È morto Mike Kelley Sbeffeggiò gli Usa con ironici peluche

Una fine tragica che ricorda quella di David Foster Wallace. L’artista americano Mike Kelley, uno dei più importanti e stimati del nostro tempo, è stato trovato morto ieri nella sua casa di South Pasadena. Suicida dopo un lungo periodo di depressione scatenato pare da una delusione amorosa.
Nato nell’industriale Detroit 57 anni fa, Kelley è stato il capostipite di un diverso atteggiamento dopo i fasti degli anni ’80 ed è sempre stato identificato con l’area creativa californiana, molto più densa e cupa di quella newyorchese. Al centro della sua poetica il senso del fallimento e la figura del perdente, come emergeva peraltro dalla musica dei Nirvana e dei gruppi grunge, ma anche dai lavori dei suoi colleghi Tony Oursler, Paul McCarthy e Jim Shaw. Con la musica Kelley ha sempre mantenuto un rapporto particolare fin dai tempi della Cal Arts a Valencia, dove, allievo di Johnson Baldessari e Dan Graham, aveva studiato con Kim Gordon, futura fondatrice dei Sonic Youth, a cui presterà una propria opera per la copertina di Dirty. È lui stesso a portare avanti il progetto parallelo di una rockband dal nome Destroy All Monsters. «Troppo giovane per essere un hippie, troppo vecchio per essere un punk», aveva dichiarato in un’intervista, rivelando quella sofferenza generazionale di sentirsi né carne né pesce condivisa da molti della sua età. Ha raccontato un’America nera dove il sogno si era trasformato in incubo, scenari horror dominati dalla televisione, dalla merce e dalla banalità, un Paese alla ricerca di sé ma fondamentalmente cinico. L’espressione del suo essere ribelle gli giungeva più da un profondo disagio esistenziale che non dall’impegno sociale.

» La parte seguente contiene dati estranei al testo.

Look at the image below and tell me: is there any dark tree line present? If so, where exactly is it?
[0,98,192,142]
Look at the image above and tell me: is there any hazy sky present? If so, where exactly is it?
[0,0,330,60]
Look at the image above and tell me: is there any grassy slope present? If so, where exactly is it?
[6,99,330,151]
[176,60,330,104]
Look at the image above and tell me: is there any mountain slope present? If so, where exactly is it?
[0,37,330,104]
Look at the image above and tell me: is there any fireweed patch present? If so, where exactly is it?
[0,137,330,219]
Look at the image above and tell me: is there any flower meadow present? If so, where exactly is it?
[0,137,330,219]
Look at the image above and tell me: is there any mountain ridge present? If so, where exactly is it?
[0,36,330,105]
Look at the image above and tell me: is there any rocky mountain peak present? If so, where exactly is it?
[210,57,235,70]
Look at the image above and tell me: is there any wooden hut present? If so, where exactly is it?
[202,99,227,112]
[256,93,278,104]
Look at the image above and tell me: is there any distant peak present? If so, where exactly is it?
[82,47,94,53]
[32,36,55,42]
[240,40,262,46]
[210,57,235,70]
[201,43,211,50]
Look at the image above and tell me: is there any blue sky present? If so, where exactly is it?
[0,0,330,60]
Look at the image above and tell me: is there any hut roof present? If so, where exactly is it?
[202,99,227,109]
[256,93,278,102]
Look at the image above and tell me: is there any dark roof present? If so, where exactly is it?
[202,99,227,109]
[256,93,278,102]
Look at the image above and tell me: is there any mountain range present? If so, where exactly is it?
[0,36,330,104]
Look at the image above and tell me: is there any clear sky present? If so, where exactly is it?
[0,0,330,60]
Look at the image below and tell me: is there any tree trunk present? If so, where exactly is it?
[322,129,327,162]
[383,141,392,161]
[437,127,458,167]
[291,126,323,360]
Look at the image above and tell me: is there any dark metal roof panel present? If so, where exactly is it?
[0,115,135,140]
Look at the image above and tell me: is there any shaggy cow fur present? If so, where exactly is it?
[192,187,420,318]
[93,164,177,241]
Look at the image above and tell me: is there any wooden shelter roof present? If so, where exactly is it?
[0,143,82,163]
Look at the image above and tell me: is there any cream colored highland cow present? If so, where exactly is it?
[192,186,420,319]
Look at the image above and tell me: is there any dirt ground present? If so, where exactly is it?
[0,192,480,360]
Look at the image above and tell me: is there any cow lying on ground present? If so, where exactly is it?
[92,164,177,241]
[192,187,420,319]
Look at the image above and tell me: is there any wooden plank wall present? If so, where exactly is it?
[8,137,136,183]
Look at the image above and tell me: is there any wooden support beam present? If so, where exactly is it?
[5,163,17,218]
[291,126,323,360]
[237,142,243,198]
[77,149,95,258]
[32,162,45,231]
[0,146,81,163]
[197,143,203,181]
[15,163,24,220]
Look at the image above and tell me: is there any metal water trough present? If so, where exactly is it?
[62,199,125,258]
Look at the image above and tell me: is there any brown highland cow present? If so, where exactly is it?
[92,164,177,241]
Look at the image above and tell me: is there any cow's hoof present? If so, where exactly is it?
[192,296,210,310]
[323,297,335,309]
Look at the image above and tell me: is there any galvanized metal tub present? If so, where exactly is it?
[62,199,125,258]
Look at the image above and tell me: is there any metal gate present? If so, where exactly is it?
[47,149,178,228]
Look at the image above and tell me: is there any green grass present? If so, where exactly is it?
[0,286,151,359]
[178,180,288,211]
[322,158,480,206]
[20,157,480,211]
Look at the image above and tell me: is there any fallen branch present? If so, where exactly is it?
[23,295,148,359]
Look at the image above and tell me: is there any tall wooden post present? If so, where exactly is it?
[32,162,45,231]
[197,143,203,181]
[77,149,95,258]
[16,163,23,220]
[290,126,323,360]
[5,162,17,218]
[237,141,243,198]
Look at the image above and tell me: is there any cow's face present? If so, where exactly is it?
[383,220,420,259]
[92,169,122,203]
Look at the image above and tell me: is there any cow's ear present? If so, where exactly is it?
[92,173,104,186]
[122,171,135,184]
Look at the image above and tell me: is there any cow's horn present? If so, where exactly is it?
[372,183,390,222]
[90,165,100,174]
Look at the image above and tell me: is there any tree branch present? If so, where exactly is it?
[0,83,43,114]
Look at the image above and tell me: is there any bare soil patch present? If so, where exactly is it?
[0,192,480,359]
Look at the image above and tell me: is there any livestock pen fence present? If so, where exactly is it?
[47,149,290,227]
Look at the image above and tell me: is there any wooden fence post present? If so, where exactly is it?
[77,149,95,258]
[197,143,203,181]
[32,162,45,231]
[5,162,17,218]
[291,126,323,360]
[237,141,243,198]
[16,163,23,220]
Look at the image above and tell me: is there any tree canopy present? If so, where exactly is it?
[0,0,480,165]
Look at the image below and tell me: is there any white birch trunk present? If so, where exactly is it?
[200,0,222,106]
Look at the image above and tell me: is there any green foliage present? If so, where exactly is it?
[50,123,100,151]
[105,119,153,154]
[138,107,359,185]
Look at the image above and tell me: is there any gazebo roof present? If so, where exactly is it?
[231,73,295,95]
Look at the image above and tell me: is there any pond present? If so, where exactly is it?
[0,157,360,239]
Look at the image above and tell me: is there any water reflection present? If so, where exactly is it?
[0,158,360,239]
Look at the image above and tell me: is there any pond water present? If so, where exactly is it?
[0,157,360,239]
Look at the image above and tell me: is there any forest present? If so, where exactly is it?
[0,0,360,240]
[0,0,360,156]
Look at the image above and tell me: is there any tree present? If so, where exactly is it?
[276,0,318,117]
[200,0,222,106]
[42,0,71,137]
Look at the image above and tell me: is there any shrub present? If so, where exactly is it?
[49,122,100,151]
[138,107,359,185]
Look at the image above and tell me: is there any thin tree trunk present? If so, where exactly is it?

Difficile classificare il suo poliedrico lavoro: passava dal video all’installazione, dalla fotografia alla scultura, tentando ogni volta di dimostrare un’idea attraverso il linguaggio più adatto. È diventato molto famoso con il pupazzo di peluche usato, l’esatto contrario di un’arte trionfalistica e sicura, al punto che il critico Ralph Rugoff negli anni ’90 parlò, a proposito di Kelley, di arte patetica, espressione di quello smarrimento dell’uomo dopo la fine delle ideologie forti. Non curava la confezione né l’eleganza dell’opera, trovandosi a proprio agio in un immaginario trash e vissuto. Nonostante fosse un artista di successo era schivo e insofferente verso il sistema mantenendo il ruolo di eterno outsider.

In Italia sbarcò nel 1992 con «Post Human», la grande mostra curata da Jeffrey Deitch al Castello di Rivoli, poi con un paio di personali alla galleria Emi Fontana di Milano, che fu anche la sua compagna. Ha partecipato a tutte le grandi rassegne internazionali, dalla Biennale di Venezia a quella del Whitney fino a Documenta.